There'd something a little odd about Princeton economist Alan Krueger devoting his whole NYT column to plugging the research of currently-on-the-job-market Princeton grad student, Erica Field-- if not for the fact that she's working on a really exciting and important topic, the impact of Hernando de Soto's land-titling reforms on labor market participation in Peru, and for the fact (not mentioned in his column, but apparent from her CV) that he's not one of her advisors.
I'm a big, big believer in de Soto's title-reform agenda for Peru and most of the rest of the developing world. As Krueger notes, the effect Field has found isn't the main one de Soto predicts. But the effects are all of a piece; property titling lends security and stability to the lives of the most vulnerable. It makes sense that protection of basic physical security and protection from invasion precede labor market entry, which in turn precedes credit market entry. More former squatters having regular and documentable sources of income now means more former squatters who make plausible mortgagors in a few years; collateral is a necessary but often not sufficient condition for credit market access, since creditors would rather know how the loan is going to be serviced than to know that they're going to end up foreclosing.
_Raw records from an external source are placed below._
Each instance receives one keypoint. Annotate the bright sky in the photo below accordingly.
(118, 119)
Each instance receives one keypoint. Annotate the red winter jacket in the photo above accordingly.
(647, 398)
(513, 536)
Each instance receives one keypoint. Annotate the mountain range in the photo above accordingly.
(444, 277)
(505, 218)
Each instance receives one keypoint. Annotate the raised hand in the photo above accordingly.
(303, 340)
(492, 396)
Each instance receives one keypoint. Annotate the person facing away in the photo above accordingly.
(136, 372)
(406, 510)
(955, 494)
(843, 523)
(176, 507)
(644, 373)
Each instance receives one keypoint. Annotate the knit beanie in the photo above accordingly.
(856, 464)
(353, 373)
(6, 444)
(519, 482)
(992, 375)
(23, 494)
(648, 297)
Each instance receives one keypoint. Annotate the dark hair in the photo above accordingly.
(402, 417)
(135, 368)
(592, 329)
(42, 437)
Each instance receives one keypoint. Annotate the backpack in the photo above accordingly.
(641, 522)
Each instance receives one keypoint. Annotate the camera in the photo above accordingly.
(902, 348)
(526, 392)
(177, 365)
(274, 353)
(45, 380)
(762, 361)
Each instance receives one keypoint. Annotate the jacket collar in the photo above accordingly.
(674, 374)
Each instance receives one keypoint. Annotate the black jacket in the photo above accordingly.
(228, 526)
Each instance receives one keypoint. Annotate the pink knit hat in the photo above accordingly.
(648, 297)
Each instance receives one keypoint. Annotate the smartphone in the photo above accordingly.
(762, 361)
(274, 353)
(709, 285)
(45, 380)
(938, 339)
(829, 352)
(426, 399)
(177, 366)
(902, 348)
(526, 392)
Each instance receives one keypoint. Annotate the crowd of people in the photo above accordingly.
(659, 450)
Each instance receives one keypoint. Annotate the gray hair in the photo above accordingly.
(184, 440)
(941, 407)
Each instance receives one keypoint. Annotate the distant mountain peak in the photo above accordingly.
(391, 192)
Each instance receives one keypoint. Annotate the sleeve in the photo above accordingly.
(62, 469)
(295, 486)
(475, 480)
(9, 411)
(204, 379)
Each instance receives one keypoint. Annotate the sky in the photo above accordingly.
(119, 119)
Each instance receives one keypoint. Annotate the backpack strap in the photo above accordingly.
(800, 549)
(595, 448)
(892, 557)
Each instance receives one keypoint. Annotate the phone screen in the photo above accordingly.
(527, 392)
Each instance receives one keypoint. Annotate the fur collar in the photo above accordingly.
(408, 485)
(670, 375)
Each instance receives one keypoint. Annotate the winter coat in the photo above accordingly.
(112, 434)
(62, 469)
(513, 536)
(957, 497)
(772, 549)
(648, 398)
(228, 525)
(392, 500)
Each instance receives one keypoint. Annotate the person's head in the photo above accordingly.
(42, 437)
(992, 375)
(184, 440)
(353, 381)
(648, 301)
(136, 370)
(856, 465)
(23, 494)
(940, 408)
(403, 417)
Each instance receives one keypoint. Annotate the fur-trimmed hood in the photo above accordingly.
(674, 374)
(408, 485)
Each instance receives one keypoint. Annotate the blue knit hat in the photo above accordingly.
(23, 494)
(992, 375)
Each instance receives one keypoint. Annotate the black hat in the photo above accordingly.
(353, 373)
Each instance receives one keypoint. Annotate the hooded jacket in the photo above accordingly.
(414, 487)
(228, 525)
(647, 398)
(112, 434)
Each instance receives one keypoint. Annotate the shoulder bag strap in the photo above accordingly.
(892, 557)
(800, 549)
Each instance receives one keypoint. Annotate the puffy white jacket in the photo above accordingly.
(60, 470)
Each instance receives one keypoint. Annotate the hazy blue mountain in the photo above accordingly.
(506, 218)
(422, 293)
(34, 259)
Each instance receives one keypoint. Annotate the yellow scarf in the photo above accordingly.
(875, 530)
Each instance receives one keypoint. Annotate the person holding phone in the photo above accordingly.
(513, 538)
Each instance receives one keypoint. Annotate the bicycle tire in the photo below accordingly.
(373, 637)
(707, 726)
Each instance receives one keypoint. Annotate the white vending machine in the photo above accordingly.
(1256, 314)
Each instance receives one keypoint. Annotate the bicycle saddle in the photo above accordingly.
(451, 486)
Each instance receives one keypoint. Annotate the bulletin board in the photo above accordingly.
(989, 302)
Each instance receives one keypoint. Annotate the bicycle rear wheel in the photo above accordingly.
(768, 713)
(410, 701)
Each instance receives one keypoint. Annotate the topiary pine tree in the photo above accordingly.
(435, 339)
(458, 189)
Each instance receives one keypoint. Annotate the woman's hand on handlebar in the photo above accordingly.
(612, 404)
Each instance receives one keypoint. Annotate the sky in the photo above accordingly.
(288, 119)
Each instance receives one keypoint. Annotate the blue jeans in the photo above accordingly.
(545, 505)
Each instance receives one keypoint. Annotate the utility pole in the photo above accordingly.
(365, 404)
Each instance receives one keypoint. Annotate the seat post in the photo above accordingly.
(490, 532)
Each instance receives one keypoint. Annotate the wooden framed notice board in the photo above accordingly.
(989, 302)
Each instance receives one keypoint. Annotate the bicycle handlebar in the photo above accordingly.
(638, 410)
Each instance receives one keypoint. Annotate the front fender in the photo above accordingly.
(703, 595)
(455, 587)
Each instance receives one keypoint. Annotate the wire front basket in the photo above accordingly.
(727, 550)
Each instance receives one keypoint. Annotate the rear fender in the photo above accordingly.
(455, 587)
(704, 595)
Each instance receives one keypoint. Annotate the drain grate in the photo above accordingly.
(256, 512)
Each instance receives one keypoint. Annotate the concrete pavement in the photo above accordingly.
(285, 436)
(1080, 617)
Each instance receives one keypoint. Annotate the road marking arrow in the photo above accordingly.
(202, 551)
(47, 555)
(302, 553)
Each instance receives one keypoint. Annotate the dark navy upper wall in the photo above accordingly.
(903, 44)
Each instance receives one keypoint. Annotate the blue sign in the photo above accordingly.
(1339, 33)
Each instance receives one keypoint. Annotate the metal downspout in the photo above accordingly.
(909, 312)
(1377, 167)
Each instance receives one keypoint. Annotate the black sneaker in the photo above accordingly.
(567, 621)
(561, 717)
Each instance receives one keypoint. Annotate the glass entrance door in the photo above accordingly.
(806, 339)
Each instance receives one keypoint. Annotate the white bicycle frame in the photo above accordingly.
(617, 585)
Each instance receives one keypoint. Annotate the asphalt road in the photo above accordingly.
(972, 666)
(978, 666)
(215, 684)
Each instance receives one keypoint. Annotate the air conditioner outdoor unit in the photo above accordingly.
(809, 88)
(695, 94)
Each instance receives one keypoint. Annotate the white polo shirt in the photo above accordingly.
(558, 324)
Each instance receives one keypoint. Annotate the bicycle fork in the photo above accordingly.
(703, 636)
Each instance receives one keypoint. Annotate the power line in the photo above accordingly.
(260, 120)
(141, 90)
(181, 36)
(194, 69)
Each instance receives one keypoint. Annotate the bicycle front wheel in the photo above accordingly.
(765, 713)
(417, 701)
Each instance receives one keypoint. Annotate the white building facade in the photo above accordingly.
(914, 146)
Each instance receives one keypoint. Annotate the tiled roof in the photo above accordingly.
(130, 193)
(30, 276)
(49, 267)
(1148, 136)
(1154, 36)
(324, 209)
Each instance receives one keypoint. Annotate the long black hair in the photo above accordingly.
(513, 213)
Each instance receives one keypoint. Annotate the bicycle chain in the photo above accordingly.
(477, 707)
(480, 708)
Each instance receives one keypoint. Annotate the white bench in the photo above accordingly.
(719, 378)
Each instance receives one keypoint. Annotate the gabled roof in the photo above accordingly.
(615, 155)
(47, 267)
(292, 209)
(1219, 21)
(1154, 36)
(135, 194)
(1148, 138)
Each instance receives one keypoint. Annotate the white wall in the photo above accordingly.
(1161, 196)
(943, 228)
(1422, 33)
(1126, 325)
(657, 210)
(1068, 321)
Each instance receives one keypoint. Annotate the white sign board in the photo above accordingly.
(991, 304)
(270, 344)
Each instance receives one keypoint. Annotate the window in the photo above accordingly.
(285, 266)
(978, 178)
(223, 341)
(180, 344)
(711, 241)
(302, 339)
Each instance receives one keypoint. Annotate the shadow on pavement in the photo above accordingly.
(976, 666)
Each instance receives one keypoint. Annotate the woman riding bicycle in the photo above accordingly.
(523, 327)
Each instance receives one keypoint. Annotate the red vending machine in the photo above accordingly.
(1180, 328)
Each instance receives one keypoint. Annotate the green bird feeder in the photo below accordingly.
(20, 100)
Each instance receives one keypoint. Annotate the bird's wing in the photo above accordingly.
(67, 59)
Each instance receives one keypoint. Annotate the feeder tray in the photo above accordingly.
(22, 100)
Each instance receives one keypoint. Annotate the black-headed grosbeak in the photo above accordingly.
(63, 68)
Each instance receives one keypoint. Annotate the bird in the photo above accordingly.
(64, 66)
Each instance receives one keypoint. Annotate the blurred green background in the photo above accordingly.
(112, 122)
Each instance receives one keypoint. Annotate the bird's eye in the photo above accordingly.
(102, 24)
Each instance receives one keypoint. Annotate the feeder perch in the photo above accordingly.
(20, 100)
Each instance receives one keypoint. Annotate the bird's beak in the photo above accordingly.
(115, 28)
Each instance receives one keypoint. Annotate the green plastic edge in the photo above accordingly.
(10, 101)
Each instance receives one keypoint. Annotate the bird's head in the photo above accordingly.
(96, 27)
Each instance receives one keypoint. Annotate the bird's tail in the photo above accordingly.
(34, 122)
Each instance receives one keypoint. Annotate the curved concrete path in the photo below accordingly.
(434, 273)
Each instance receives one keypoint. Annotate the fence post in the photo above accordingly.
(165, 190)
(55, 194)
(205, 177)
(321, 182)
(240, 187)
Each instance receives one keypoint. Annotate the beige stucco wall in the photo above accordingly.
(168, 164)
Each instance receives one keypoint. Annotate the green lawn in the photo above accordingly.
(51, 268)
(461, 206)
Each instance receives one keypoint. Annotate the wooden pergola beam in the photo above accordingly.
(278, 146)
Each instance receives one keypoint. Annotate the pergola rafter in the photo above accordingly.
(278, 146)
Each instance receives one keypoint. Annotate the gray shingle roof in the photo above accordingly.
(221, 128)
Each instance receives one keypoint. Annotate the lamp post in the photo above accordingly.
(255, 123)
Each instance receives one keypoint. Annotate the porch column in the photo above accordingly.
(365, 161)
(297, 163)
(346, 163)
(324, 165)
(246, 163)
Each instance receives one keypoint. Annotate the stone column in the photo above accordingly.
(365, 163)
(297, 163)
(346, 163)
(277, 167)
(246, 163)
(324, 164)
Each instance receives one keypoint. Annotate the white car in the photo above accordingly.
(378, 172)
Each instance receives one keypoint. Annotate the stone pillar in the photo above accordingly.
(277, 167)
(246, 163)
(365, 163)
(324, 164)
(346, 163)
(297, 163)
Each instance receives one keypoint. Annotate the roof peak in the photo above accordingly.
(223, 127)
Oddly, Krueger only mentioned Peruvian government studies of the credit market access question, and he reports that there's been no evidence of an improvement yet. But Field's list of working papers includes one on this question, and while the results aren't huge, they do seem to be present.
Do Property Titles Increase Credit Access among the Urban Poor? Evidence from Peru”(with Maximo Torero, mimeo, Princeton University, September 2002)
Abstract: The Peruvian urban titling program provides a dramatic natural experiment for testing the theory that credit rationing can be remedied by strengthening institutions governing property rights and increasing the collateral value of landholdings. This paper conducts an evaluation of early program impact on the likelihood of obtaining formal credit and on the interest rate at which formal credit can be obtained. Staggered program timing within cities enables us to construct comparison groups in program and non-program neighborhoods via propensity score based on observable criteria in loan applications. We then estimate the average treatment effect of property titling on credit access using kernel-based and nearest neighbor matching methods, looking separately at the impact among commercial and non-profit lenders. Our results suggest that among non-profit lenders land titles increase loan acceptance rates by 12% but have no influence on borrowing costs. Meanwhile, loan acceptance rates of both standard commercial banks and informal lenders are unaffected by residential ownership status, although interest rates in commercial banks appear slightly lower for title-holders. We attribute this pattern to the higher profitability of small loans for microfinance lenders with localized strategies for dealing with informational and enforcement costs and to greater public sector familiarity with the government titling effort.
NB: This is not an area of academic expertise for me; I read de Soto's translated works, but those aren't pieces of technical economics. I gather that Field is among the first economists to subject the reforms to rigorous testing; I haven't read her papers, and they don't seem to have been through peer review yet. With that proviso noted, here's the paper Krueger is talking about.
UPDATE: Brad deLong is impressed with Field's work as well.